Thus, a sixth aspect herein also provides a transgenic mouse which does not express CREBZF protein systemically or in the liver, or which expresses a reduced amount of CREBZF protein, or which expresses inactive CREBZF protein or a CREBZF protein with reduced activity as compared to control animals.
The seventh aspect of the present invention also provides the use of the CREBZF gene or protein as a target in screening drugs for treating or preventing metabolic diseases or symptoms, or as a molecular indicator for clinically diagnosing the course of metabolic syndromes such as insulin resistance, type 2 diabetes, hyperlipidemia, obesity, and fatty liver.
The eighth aspect of the invention provides application of a reagent for detecting CREBZF genes or proteins in preparing a kit for diagnosing metabolic diseases or judging the course of metabolic diseases.
In a ninth aspect, the present invention provides a detection kit comprising reagents for detecting a CREBZF gene and/or protein.
Drawings
FIG. 1: construction and identification of CREBZF liver-specific knockout mice. (A) Constructing a mouse pattern diagram (B) of a mouse with Flox locus CREBZF allele and CREBZF liver-specific knockout, and identifying that the target fragments of the CREBZF Flox mouse generated by F1 and R1PCR are 248bp respectively; the size of the target fragment of the Alb-Cre is identified to be 100 bp.

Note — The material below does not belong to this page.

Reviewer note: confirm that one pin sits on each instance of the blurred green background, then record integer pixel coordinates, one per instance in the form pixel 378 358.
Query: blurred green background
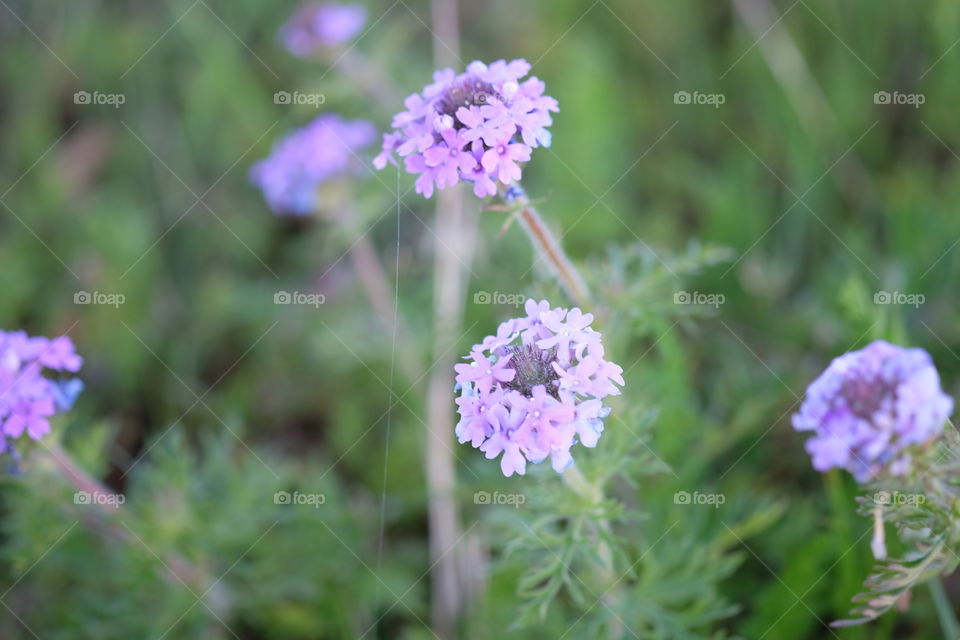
pixel 209 394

FIG. 2: construction and identification of CREBZF liver-specific knockout mice. (A) Body weight of mice after four months of experimental treatment. Represents a significant difference P <0.05 compared to the chow diet group, and # represents a significant difference P <0.05 compared to the CREBZF LKO group and the CREBZF WT group of the HFHS group, the same below. (B) Body weight changes in mice during experimental treatment. Bar stands for standard error (number of mice in experimental cohort n-8, 8, 12, 12). (C) Analysis of body composition of mice shows that the Fat and lean meat (Fat Mass, Leanmass) of each group of mice account for the weight ratio.

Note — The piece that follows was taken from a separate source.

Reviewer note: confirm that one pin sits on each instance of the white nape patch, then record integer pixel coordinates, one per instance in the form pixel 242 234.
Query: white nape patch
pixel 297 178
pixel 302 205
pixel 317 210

FIG. 3: the CREBZF LKO mouse can improve the fat deposition of the liver of the mouse induced by high-fat high-sugar diet and reduce the triglyceride level in the serum and the liver of the mouse. (A) The HE staining and the O staining of the liver of mice in different treatment groups resulted from observation of more than 8 mouse sections. (B) Triglyceride and total cholesterol measurements in mouse liver (P < 0.05). (C) Triglyceride and total cholesterol in the plasma of mice (P < 0.05).
FIG. 4: effect of CREBZF liver-specific knockout mice on tolerance of high-fat high-sugar diet induced glycemia and glucose in obese mice. (A) Mice in different treatment groups were fasted to hepatic blood glucose (P < 0.05). (B, C) Glucose Tolerance Test (GTT) in the normal diet group and in the high-fat high-sugar diet-induced mouse group.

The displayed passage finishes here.